Zur Geisterstunde war es soweit. In Wittenberg gründete Peter Fitzek kurz nach Mitternacht sein eigenes kleines Königreich und ließ sich vor mehreren hundert Anhängern eine Krone aufsetzen. Diese hatten sich am Wochenende des 15. und 16. September versammelt, um die Gründung des „Königreich Deutschland“ zu erleben, das die Bundesrepublik in kurzer Zeit ersetzen soll.

Peter Fitzek und seine Anhänger sind dem Milieu der „Reichsbürger“zuzuordnen. Diese behaupten, dass die Bundesrepublik Deutschland lediglich eine Firma der Alliierten sei. Im Szenejargon ist hier von der „BRD-GmbH“ die Rede. Daher haben die zersplitterten „Reichsbürger“ verschiedene„Reichsregierungen“ geschaffen, die sich in der Rechtsnachfolge des Deutschen Reiches sehen. Die Finanzierung erfolgt über den Verkauf von Fantasie-Ausweisen, vermeintlichen Führerscheinen und angeblichen Nummernschildern. Die Träumer vom Reich werden unterdessen immer mal wieder auf den juristischen Boden der Tatsachen zurückgeholt. Autofahrer, die sich mit einem Führerschein des „Deutschen Reiches“ auswiesen, um einem Bußgeld zu entgehen, wurden wegen Urkundenfälschung und Fahrens ohne Fahrerlaubnis angezeigt und durften ganz reale Bußgelder bezahlen.

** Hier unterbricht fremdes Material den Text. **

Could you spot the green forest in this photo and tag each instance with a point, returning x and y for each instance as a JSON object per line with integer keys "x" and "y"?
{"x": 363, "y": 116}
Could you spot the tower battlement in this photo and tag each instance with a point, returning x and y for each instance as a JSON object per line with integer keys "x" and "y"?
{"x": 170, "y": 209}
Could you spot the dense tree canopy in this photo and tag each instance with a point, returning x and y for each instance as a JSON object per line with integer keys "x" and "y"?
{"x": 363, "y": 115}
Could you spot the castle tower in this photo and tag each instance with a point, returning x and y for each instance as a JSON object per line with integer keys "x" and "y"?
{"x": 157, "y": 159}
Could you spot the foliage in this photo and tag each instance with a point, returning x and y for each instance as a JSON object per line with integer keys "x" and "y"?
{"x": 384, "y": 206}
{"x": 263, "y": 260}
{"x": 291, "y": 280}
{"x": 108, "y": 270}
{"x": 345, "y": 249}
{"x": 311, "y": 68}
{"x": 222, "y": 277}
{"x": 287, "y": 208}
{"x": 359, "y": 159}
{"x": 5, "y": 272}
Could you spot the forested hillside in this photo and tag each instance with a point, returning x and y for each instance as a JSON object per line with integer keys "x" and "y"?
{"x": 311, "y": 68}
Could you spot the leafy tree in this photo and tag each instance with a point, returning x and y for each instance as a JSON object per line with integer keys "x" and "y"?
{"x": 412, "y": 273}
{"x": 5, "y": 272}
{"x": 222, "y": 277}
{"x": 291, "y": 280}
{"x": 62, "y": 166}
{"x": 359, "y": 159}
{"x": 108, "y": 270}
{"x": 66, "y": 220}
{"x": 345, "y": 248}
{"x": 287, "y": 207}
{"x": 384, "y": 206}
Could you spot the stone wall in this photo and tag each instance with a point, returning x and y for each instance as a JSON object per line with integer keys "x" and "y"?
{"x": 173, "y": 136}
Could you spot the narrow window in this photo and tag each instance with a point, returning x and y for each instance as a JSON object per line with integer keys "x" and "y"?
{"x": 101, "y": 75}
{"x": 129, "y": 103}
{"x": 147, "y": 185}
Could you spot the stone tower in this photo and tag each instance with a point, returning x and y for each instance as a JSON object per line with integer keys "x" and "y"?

Dieser vermeintliche Messias behauptet, dass mehrere tausend Menschen seinen Ideen folgen würden. Sie haben sich in seiner Gruppierung „Neudeutschland“ organisiert, um gemeinsam gegen das verhasste„Zinssystem“ und gegen angebliche „Besatzungsmächte“ vorzugehen. Fitzek spricht von einer „Weltanschauungsgemeinschaft“ für das „deutsche Volk“. Sie umfasst auch eine „Neue Deutsche Garde“ , in der gealterte Kampfsportler aktiv sind. Irgendwann soll dieser „Orden“ die Polizei ersetzen. Vorerst kündigte Fitzek aber deren Einsatz bei Gerichtsverhandlungen an, mit denen er sich konfrontiert sieht.Bevor sich Peter Fitzek zum Herrscher seines Königreiches krönen ließ, hatte der umtriebige Agitator verschiedene Organisationen und Geschäfte gegründet. So entstand eine Parallelwelt in Wittenberg: Im Laden „Engelswelten“ wird allerhand esoterisches Klimbim verkauft. Nicht nur dort kann mit einer eigenen Währung, dem so genannten „Engelgeld“ gezahlt werden. Außerdem wurden eine Art Kranken- und Rentenkasse, sowie allerlei andere Institutionen geschaffen. In diesem Paralleluniversum gilt Peter Fitzek als ein von Gott gesandter Messias.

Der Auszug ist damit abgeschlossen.